The second aspect, considering the improvement of a business using 5G technology, occurs on the user side, from individuals to companies from all industries. 5G is proving to be the change catalyst for digital business transformation. An example of such transformation is happening in modern medicine as we speak, though perhaps slower than in some other industries, primarily in improving the treatment experience but also facilitating daily administrative work, so that medical staff have more time to do what they know best and are paid for – practice medicine. Networking and faster data transfer allow for quicker emergency response time and better decision-making. The next step in the application of 5G in healthcare will be advanced 3D models and telemedicine.
The application of 5G network infrastructure and related technologies is evident in the accelerated digitalization of supply chains, which is achieved through industrial IoT systems. We can already see an example of this in our power distribution networks, where 5G technology provides faster access to all business-relevant data. It’s not just about the application of various sensors and the collection of data that could not be collected so far, but also about the impact on the operation of the systems themselves, which so far could not, at least not so efficiently, be accomplished.
Informatization and processing of large amounts of data also occurs in the area described by the term “farm to fork”, i.e. in agriculture and, more broadly, food production. It’s been a long time since agriculture only involved tractors and combine harvesters, as now we have satellites, AI, drones and multispectral cameras. All of this would be impossible without 5G infrastructure.

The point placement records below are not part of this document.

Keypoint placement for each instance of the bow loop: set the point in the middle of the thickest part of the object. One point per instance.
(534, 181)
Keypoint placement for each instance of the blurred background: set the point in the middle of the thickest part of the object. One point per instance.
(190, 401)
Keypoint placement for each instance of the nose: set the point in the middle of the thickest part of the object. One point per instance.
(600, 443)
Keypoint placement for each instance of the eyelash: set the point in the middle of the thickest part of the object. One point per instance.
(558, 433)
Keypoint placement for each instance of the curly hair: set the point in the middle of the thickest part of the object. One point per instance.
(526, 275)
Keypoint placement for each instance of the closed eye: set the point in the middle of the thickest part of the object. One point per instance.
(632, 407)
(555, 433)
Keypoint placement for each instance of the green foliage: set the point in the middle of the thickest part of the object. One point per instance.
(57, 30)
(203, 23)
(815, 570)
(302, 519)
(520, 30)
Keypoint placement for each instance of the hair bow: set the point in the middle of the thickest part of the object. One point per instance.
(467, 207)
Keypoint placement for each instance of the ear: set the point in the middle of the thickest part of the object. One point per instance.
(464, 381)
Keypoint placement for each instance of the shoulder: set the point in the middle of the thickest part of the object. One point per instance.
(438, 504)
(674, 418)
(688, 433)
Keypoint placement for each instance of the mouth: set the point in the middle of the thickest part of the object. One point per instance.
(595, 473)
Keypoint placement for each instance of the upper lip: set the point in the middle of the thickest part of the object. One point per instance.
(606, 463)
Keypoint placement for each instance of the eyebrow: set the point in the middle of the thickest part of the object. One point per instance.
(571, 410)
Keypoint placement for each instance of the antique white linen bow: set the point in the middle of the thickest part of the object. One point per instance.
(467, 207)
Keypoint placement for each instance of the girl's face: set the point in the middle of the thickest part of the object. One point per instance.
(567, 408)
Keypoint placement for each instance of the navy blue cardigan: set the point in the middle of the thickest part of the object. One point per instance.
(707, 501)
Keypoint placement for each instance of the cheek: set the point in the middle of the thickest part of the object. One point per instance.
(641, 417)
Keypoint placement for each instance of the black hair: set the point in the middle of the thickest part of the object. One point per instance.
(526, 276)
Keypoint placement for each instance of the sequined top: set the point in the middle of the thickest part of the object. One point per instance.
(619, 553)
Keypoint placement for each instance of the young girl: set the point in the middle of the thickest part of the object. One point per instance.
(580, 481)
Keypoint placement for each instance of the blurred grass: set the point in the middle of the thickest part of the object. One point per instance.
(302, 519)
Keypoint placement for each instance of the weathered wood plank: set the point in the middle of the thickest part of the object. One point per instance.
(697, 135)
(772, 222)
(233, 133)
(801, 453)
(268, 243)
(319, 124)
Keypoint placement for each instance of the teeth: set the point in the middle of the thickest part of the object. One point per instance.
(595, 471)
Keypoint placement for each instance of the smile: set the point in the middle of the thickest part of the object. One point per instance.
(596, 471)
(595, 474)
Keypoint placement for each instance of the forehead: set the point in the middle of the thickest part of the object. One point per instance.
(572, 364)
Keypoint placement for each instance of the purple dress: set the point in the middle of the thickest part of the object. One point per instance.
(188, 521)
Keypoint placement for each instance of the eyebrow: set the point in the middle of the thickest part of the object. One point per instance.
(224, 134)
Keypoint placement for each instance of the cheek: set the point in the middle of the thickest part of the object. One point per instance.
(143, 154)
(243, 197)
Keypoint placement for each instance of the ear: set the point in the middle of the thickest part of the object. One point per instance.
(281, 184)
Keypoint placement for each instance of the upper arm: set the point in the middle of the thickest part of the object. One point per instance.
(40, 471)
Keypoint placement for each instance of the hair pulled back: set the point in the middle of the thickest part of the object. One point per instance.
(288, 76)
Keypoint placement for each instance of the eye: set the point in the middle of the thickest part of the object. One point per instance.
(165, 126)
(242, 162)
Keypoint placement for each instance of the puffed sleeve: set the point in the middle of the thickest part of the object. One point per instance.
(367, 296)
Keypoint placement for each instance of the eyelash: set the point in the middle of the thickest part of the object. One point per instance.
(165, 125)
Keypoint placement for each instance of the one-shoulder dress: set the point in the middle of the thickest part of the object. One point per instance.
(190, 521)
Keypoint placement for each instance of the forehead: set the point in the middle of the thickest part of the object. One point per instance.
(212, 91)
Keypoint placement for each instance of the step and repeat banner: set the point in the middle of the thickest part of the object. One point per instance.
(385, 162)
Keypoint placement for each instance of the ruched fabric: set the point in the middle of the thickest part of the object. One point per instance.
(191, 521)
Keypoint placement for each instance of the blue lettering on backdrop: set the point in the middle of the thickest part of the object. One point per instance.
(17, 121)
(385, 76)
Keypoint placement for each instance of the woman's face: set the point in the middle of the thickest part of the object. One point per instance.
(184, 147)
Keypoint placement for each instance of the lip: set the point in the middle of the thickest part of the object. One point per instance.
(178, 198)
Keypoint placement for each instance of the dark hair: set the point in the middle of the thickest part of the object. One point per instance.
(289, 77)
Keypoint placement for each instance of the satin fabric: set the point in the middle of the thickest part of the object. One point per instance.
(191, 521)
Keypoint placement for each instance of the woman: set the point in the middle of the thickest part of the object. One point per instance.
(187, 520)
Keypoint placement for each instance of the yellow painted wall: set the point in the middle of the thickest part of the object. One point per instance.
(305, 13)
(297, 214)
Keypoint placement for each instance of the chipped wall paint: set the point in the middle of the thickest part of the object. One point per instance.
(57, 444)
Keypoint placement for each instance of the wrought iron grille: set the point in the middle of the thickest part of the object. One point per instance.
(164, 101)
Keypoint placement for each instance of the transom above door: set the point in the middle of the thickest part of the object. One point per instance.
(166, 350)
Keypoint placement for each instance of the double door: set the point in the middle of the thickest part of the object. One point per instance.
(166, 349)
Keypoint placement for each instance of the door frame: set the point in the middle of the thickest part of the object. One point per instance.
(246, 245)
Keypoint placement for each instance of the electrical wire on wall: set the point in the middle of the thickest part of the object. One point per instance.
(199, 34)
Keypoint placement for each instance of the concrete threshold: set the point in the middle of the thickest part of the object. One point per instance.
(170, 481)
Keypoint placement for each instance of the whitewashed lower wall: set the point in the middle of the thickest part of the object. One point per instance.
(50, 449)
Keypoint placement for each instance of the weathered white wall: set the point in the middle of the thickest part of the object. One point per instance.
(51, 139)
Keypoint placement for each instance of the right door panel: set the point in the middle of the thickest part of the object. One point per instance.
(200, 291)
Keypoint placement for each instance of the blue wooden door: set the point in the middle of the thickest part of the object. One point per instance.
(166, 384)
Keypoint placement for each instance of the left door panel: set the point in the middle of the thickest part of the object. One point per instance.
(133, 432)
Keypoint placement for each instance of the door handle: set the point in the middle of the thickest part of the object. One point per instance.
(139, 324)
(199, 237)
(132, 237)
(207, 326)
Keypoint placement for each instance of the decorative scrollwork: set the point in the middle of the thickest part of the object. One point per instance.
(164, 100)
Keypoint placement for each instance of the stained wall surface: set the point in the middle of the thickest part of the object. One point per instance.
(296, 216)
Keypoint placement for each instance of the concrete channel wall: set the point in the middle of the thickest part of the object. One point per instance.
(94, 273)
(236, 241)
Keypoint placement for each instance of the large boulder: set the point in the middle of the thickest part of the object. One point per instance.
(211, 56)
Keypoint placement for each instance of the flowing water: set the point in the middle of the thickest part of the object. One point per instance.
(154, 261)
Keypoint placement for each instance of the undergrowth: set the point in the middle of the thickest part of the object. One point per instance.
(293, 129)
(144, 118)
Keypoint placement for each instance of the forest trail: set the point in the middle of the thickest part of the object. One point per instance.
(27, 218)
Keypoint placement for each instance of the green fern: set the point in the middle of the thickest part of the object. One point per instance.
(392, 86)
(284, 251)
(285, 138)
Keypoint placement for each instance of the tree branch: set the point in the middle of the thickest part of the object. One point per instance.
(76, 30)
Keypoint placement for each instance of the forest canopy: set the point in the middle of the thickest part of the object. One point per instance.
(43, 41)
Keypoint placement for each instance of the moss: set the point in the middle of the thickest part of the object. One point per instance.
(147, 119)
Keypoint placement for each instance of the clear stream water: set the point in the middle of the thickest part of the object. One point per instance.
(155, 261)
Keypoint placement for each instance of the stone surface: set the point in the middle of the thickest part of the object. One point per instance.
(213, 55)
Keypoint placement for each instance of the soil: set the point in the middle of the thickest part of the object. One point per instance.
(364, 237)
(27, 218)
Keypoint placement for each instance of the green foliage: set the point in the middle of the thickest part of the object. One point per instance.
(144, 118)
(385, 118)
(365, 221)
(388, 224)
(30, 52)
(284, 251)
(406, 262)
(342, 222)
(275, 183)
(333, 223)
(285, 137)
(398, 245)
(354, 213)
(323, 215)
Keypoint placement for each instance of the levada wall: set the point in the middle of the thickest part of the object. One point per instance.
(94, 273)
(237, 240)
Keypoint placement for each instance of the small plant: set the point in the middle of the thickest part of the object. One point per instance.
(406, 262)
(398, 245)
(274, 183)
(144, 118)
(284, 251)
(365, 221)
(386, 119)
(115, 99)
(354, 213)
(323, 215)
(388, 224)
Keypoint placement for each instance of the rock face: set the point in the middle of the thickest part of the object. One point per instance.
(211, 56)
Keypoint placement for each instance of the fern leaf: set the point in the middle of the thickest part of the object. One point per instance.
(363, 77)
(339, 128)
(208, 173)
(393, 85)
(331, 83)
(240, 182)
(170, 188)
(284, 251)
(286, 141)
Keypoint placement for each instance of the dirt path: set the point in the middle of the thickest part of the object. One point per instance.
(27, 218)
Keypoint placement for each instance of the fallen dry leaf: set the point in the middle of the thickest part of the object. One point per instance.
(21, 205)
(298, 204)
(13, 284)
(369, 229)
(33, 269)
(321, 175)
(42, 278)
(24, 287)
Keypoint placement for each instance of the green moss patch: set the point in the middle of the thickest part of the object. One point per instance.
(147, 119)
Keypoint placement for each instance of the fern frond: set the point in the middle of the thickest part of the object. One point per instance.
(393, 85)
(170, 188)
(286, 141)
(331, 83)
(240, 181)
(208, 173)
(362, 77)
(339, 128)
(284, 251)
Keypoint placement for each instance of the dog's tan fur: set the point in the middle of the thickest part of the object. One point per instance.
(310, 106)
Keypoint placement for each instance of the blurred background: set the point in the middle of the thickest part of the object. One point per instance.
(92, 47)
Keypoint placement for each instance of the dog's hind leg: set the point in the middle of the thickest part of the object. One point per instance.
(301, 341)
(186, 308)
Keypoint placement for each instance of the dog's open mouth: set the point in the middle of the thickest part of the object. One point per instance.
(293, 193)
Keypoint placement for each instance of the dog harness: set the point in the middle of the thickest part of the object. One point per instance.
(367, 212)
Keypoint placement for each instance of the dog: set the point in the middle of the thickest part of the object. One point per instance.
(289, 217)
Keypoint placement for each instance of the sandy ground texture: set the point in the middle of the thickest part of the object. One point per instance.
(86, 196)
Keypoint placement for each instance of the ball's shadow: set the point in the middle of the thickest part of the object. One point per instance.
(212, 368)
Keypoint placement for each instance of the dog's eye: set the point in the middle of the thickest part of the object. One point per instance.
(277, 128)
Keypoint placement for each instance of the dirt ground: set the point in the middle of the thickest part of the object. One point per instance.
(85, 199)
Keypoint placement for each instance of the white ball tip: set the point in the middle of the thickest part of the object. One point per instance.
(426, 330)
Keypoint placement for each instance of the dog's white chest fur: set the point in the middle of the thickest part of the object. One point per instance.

Another important aspect of the application of 5G technologies is the reduction of cost per bit. For this purpose, it’s vital to have very high-capacity networks, with much shorter response time (lower latency), the ability to simultaneously connect massive numbers of devices, networks that are “self-aware”, i.e. that can configure, defend and repair themselves. Another aspect of the application of 5G technologies can be seen in the reduction of energy costs, and as far as end users are concerned, 5G enables better personalization of all services.
Naturally, the digital transformation of business didn’t start with the implementation of 5G, but these technologies enable applications (use cases) that previous technologies did not. For instance, in the automotive industry, previous technologies provided different types of driving assistance, while 5G allows autonomous driving (driverless vehicles). In medicine, it was already possible to diagnose and monitor a patient remotely, and today, 5G is used for 3D medical consultations and more complex surgeries. In the fourth generation, technology-enabled cognitive maintenance, and 5G enables machine navigation. These are just some of the brand-new possibilities powered by 5G.
The digital roundtable of the German-Croatian Chamber of Industry and Commerce (AHK) gathered Nives Sandri, CT Head and Board Member at Nokia Siemens Networks; Dr. Stjepan Sučić, Board Member at Končar – Digital; Dalibor Kezele, Director of Agriculture sector at Podravka Croatia; Ognjen Bagatin, CEO of Bagatin Clinic. The moderator was Mladen Perkov from Intelligent Energy Cluster.